According to this tradition, human beings have a natural psychological faculty, reason, that explains both why each person has rights and also why people are expected to respect others’ rights.
I said that this might make sense if you assumed that God was a lawgiver. But without God, the argument amounts to trying to draw a direct inference from the existence of certain natural features to human rights. The problem is that it is just not clear why we should make that inference.
For example, if you take God out of Locke’s argument you wind up without support for the crucial third premise: since no one owns human beings and ownership rights are the only thing the argument posits as a restraint on harming others, the argument cannot show that we should not harm others.
MacDonald
Maritain doesn’t have explicit references to divine laws. But he does assume that human beings have essential natures and that this fact about them performs the double duty of showing that they have rights and enabling them to know that they are supposed to respect others’ rights. Notoriously, people have failed to know that they have rights and they have failed to respect the rights of others. Maritain proposes an analogy with musical instruments: pianos are supposed to be in tune, even though particular ones might not be.
If you assume that human beings are artifacts, that is, created things like pianos, this might fly. Our purpose in life would be given to us by our creator, much as pianos get their purpose from the human beings who make and use them.
But without that assumption, it’s hard to see why we should believe it.

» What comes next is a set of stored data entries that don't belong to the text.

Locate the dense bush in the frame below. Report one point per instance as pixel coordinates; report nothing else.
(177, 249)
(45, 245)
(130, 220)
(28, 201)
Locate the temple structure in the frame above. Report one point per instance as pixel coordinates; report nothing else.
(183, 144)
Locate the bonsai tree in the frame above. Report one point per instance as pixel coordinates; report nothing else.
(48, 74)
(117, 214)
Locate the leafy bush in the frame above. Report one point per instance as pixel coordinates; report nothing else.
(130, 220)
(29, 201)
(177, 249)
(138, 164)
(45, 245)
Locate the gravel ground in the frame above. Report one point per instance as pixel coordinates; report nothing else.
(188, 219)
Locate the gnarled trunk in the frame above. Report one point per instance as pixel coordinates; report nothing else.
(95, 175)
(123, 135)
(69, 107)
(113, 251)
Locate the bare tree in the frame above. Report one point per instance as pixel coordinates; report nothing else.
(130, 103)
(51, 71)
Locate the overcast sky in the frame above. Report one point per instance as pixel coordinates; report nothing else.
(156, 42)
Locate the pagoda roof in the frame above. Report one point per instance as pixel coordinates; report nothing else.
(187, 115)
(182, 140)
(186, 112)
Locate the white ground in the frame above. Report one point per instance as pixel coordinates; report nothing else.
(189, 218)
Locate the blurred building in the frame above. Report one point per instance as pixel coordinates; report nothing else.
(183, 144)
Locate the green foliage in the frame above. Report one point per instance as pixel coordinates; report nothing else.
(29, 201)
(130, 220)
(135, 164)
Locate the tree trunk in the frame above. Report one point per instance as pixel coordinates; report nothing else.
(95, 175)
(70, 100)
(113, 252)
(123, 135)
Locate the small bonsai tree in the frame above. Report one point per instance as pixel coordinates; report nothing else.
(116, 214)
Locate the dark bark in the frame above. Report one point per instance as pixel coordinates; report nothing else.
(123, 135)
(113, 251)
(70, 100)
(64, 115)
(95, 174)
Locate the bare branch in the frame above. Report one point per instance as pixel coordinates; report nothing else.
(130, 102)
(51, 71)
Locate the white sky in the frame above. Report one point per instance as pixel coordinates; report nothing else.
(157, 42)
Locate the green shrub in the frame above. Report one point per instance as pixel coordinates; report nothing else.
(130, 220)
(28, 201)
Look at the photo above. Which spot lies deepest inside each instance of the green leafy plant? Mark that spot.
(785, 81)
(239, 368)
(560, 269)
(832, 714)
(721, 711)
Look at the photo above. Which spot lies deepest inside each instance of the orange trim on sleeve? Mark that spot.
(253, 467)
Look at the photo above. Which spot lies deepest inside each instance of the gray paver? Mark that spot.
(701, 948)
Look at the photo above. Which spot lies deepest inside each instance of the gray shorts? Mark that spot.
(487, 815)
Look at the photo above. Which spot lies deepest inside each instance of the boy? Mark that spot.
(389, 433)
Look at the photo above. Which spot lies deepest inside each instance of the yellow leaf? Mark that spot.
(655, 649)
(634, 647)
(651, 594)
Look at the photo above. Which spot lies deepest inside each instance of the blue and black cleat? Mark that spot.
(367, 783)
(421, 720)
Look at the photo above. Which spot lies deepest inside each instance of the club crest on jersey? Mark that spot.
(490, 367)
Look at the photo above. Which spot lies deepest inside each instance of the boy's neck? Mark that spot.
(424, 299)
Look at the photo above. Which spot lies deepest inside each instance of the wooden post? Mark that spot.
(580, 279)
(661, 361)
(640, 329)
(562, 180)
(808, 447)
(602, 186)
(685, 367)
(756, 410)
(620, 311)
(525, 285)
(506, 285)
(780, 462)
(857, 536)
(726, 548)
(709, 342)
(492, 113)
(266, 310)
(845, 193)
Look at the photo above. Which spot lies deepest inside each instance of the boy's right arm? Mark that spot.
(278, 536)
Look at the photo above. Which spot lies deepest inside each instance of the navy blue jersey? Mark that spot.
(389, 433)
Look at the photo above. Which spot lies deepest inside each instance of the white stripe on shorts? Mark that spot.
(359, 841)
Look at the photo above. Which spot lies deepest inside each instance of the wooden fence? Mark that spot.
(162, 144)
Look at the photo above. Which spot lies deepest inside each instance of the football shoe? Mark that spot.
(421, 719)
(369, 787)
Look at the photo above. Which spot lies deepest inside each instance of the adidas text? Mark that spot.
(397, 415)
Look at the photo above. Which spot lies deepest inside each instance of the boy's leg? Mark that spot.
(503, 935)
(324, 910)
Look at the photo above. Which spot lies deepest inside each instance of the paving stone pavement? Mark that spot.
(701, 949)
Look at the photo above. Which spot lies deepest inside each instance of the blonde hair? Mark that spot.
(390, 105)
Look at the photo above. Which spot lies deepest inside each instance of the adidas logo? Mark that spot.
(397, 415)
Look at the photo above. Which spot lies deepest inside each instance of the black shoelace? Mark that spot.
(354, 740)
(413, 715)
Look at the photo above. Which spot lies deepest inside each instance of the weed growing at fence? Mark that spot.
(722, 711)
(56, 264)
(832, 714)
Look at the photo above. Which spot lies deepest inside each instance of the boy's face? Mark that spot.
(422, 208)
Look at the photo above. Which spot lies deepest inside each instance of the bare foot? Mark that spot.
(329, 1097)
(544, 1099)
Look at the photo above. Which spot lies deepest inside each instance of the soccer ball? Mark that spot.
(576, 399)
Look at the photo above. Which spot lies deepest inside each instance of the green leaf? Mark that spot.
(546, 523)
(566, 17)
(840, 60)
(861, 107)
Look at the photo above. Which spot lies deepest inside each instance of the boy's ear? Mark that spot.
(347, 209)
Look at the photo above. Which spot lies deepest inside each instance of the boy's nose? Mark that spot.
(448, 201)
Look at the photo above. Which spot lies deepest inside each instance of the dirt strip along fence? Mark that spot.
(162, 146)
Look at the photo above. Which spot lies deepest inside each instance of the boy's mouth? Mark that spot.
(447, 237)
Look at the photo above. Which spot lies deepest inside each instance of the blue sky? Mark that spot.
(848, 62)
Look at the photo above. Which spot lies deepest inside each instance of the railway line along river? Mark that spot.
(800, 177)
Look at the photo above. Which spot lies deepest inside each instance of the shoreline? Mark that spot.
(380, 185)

MacDonald makes at least two points. First, there isn’t a uniform human essence but, rather, different people are better or worse at different things. Second, even if the ability to understand and respect human rights were a shared natural feature, it would only tell us what we can do rather than what we must do.
Foundations
We will return to the question of whether moral claims, such as those involving human rights, can or must be derived from something else, such as natural facts, a divine law-giver, or abstract features of reasoning. But we won’t do so until the end of the quarter, when we discuss relativism and Gewirth’s theory.
Hart’s article gives an alternative way of arguing for natural rights: he thinks that he can show that we are committed to believing in natural rights by our other moral beliefs. That won’t amount to proving that we must believe in human rights, but it does seem to show that we can’t keep our moral beliefs in general while abandoning natural rights, which is a way of arguing for natural rights.